Il film non convince del tutto perché non regala niente di nuovo al cinema e non riesce mai a rapire totalmente l’attenzione dello spettatore: la storia è troppo lineare per lasciar spazio alla fantasia o ai colpi di scena, non ci sono molte battute brillanti (anche perché Jean è un’artista sul viale del tramonto) e il continuo controllo della madre ai danni del figlio, fatta di ripetute telefonate e discorsi da manipolatrice, alla lunga stancano.
La pecca reale del film, sempre molto fine e con il gusto retrò che non dispiace, credo sia da ricondurre alla pochezza della sceneggiatura, che, anche se esauriente, risulta abbastanza banale e priva di verve, impreziosita soltanto dalla bellissima prova recitativa di Brenda Blethyn (L’erba di Grace).

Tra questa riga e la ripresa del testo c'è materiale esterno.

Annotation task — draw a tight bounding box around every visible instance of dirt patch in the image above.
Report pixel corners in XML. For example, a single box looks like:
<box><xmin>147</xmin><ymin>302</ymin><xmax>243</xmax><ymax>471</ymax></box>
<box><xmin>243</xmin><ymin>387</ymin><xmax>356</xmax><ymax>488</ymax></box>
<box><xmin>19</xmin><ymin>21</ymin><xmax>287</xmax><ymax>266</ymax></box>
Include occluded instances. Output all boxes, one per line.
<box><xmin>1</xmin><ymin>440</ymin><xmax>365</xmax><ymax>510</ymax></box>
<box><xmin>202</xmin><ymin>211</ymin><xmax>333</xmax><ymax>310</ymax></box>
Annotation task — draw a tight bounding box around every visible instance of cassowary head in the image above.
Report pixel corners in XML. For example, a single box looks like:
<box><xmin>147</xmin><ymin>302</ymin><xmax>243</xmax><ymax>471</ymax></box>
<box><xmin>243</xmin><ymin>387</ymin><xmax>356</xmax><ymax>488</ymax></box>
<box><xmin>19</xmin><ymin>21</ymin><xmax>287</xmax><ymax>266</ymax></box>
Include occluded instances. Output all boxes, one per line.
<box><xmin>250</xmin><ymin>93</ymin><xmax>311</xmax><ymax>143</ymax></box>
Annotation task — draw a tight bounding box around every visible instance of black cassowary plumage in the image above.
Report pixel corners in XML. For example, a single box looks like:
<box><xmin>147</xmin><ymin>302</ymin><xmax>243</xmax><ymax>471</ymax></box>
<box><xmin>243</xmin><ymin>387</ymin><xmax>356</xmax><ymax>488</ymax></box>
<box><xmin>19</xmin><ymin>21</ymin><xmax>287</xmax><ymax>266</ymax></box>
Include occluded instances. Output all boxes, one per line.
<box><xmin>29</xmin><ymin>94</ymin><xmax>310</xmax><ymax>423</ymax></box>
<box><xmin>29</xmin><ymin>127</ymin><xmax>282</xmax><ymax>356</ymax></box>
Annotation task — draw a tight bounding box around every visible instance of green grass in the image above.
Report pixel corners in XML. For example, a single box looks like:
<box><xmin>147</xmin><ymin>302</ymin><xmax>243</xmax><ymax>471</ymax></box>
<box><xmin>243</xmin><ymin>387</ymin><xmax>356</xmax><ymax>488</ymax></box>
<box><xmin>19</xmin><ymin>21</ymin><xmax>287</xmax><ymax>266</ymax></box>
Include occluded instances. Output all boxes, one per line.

Concludendo: Il matrimonio è un affare di famiglia, che ha un titolo da film superficiale e stupido, è una pellicola interessante a cui sembra mancare, però, sempre qualcosa per poter essere valutato sopra la sufficienza. E’ quel qualcosa in più che trasforma un’idea buona in un bel film. In questo caso, a mancare, è proprio l’idea.
Consigliato a tutti coloro amanti degli anni settanta (nella colonna sonora canzoni come Piece of my heart, Move over), ai fan di Brenda Blethyn e a quelli che si accontentano di una commedia simile ad un fiore mai sbocciato.